Not long ago, the Director-General of the World Trade Organisation(WTO) and former Minister of Finance, Dr. Ngozi Okonjo-Iweala, expressed  concern over the drastic drop in foreign investments in Nigeria. She said the cost of trade in the country remains too high to attract foreign and domestic investments in the economy. Her worry delivered virtually during the recent two-day mid-term ministerial review retreat at the Presidential Villa, Abuja, came against the background of statistics showing that foreign portfolio investment inflow in Nigeria dropped to N262billion year-on-year as at August 2021, from N470.2billion in the corresponding period of 2020.

Total transactions for domestic and foreign components of the portfolio investments in the equities market in the Nigerian Stock Exchange as at August 2021 increased only marginally by 0.9 per cent to N1.213trillion as against N1.207trillion in the corresponding period in 2020. Though global foreign direct investments fell by 42 per cent, from $1.5trillion in 2020 as a result of the effects of the COVID-19 pandemic, according to data from UNCTAD Investment Trade Monitor, published in January, 2021, that of Nigeria was said to go beyond the pandemic.

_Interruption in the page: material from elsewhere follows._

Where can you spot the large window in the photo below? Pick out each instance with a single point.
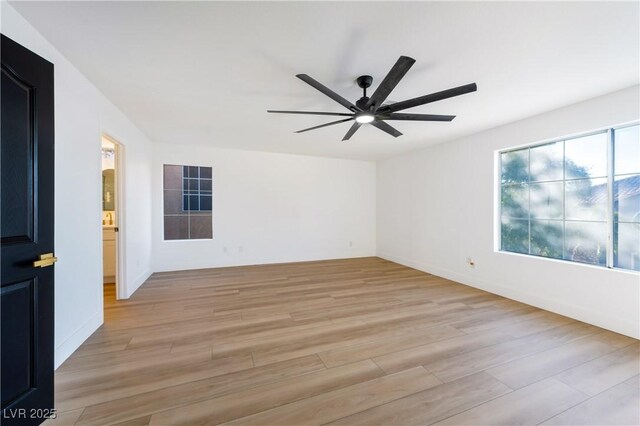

To attract more foreign investments, the government must check the rising insecurity.  There is no doubt that Nigeria’s suffocating business environment is a major factor in the drop in foreign investments. Indeed, the present business environment is most unfriendly. The ease of doing business is still scary despite a slight improvement recorded last year. Worsening insecurity remains a big concern to potential investors. With mounting infrastructure deficit, high cost of production occasioned by epileptic power supply, multiple taxation from different government agencies, Nigeria cannot attract the needed foreign investments. For instance, at about 32.5 per cent, Company income tax in Nigeria is considered among the highest in the world.

In most counties, it is between 15 and 16 per cent.  This is in addition to our inefficient port and rail infrastructure. All of these are disincentives to investment. It is, therefore, not surprising that most investors are moving to other countries where taxes are reasonably low, and where the government is interested in creating jobs rather than imposing high taxes. The economy needs investments to stimulate growth and generate revenues. But, any shrewd investor must enquire about the safety of his investment before doing so. Available statistics revealed that every geopolitical zone has witnessed a massive drop in investment.

For instance, a recent report on FDI in the country estimated at $93.3billion between 2013 and the first quarter of 2020, showed that the South East region received the least amount of $203.898 million.  Comparative figures from the NBS report indicate that South East only outperformed North East and North West from 2013-2020, with capital importation of $39.4billion (0.04 per cent) and $29.9billion (0.03 per cent), respectively. The South West received the largest, $81.8billion, representing 87.70 per cent of the total FDI, South South $470.6 million (0.50 per cent), and North Central, $10.7billion (11.51 per cent). Above all, there is need for reforms at all levels of government to strengthen investors’ interest in the country.